Vers un nouveau rejet pour des élections à la mi-octobre

Après cette visite en Irlande, Boris Johnson est attendu de pied ferme au Parlement à Londres. Il va de nouveau tenter d'y obtenir la tenue d'élections législatives anticipées dès le 15 octobre, ce que l'opposition lui refuse sans avoir au préalable l'assurance d'un Brexit ordonné. L'initiative du Premier ministre semble donc une nouvelle fois mathématiquement vouée à l'échec.  

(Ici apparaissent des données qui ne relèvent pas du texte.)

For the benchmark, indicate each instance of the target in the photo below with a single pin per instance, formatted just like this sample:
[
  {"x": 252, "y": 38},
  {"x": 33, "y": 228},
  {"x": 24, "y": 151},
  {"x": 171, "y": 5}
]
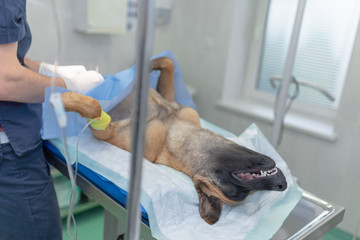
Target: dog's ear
[{"x": 209, "y": 206}]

Les règles en vigueur au Royaume-Uni exigent que la motion du gouvernement proposant la tenue d'un scrutin législatif soit approuvée par les deux tiers de l'assemblée, soit 434 voix. Or, le Labour représentant à lui seul 247 des 650 élus, sans les voix de ses députés, ce seuil est hors de portée.

Mercredi dernier déjà, une première tentative avait échoué, seuls 298 députés s'y étant déclarés favorables. Les partis d'opposition redoutent que des élections à la mi-octobre puissent permettre à Boris Johnson de réussir tout de même à faire sortir le Royaume-Uni de l'Union européenne (UE) sans accord.

Report du Brexit à fin janvier 2020

Votée la semaine dernière avec l'appui d'une vingtaine de conservateurs "dissidents", la proposition de loi des députés de l'opposition obligeant le Premier ministre à solliciter auprès de l'UE, en l'absence d'accord sur les termes du divorce d'ici au 19 octobre, un report de trois mois du Brexit jusqu'à fin janvier 2020, devrait, par contre, être promulguée ce lundi par la reine Elizabeth.

Mais Boris Johnson martèle qu'il ne demandera aucun report du Brexit. Le Premier ministre et plusieurs ministres de son gouvernement affirment qu'ils présentent de nouvelles propositions à l'UE et que les négociations progressent avec les Européens. Le ministre des Finances Sajid Javid a déclaré que Boris Johnson se rendrait au conseil européen des 17 et 18 octobre avec l'ambition de conclure un accord. "Il ne demandera certainement pas un report lors de cette réunion", a ajouté Javid sur les ondes de la BBC.